Saturday, 18 of May of 2013

Category » Overcoming Resistence

You don’t need more time, you just need to decide.

Willie Nelson wrote three hit songs in one day. What patient safety process are you improving today? You don't need more time, you just need to decide. Get moving.

Typically, it takes about six to nine months for a hospital to decide if it wants to do training to improve the communications between its physicians and nurses. Nine months from the time the executive team and Board of Trustees has decided that it can not  allow any more sentinel events in its hospital.

One hospital I worked with had a series of several serious wrong surgeries. After the third one, and in desperation they called me, asking for an immediate call back. They knew their culture was broken. They knew their checklists weren’t being used correctly, if at all.
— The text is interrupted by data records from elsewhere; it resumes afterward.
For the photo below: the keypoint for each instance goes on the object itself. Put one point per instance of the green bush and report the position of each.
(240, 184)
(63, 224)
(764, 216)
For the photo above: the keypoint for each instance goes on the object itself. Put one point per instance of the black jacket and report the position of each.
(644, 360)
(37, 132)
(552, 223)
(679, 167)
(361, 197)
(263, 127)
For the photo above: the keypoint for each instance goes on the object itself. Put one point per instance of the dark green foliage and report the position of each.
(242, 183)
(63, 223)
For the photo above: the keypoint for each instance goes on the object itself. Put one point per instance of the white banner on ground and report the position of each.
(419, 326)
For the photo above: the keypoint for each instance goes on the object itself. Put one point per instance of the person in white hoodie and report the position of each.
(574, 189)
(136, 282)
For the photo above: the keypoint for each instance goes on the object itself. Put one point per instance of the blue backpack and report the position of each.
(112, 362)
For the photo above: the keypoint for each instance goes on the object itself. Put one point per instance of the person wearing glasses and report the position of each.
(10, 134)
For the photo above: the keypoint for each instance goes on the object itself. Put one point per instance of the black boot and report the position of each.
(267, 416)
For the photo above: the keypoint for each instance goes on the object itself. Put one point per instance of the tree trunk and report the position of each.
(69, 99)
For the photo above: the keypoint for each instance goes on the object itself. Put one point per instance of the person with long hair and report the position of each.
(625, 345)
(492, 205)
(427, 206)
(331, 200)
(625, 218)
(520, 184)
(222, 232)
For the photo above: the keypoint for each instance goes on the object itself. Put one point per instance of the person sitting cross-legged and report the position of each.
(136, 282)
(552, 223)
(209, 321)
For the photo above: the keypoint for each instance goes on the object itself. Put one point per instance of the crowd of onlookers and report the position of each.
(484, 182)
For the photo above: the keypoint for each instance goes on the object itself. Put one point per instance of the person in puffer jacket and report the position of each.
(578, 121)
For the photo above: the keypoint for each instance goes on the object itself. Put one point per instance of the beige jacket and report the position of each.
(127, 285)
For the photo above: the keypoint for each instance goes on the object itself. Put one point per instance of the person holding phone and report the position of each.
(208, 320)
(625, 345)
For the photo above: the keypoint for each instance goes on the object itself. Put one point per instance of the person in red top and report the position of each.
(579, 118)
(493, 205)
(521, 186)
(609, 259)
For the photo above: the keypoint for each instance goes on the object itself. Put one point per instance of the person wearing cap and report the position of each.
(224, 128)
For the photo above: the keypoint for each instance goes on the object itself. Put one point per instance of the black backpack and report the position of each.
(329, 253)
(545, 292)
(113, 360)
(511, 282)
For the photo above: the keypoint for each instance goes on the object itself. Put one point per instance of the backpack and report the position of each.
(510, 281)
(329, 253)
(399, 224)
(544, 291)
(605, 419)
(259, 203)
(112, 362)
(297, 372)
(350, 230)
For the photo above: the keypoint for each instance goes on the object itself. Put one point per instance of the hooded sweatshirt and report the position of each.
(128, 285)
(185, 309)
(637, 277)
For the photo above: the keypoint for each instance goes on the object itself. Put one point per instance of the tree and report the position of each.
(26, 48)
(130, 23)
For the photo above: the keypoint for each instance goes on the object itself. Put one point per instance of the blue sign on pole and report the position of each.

It took over 24 months for them to decide to take the steps to fix it.

You don’t need more time, you just need to decide.

Read the history of the original Mac and you’ll be amazed at just how fast it got done. Willie Nelson wrote three hit songs in one day. To save the first brand Seth Godin was responsible for, he redesigned five products in less than a day. Seth says It takes a team of six people at Lays potato chips a year to do one product redesign.

The urgent dynamic in patient safety is to ask for signoffs from your executive team and to push forward, relentlessly.

Keep telling your leaders, “I can make this happen. I’ve got it.”

Seth Godin, one of the best project innovators out there says you can feel this relentless move forward happening when you’re around it. “It’s a special sort of teamwork, a confident desperation… not the desperation of hopelessness, but the desperate effort that comes from being hopeful.”

Your patients are hopeful that you are relentlessly improving how you provide care. Are you?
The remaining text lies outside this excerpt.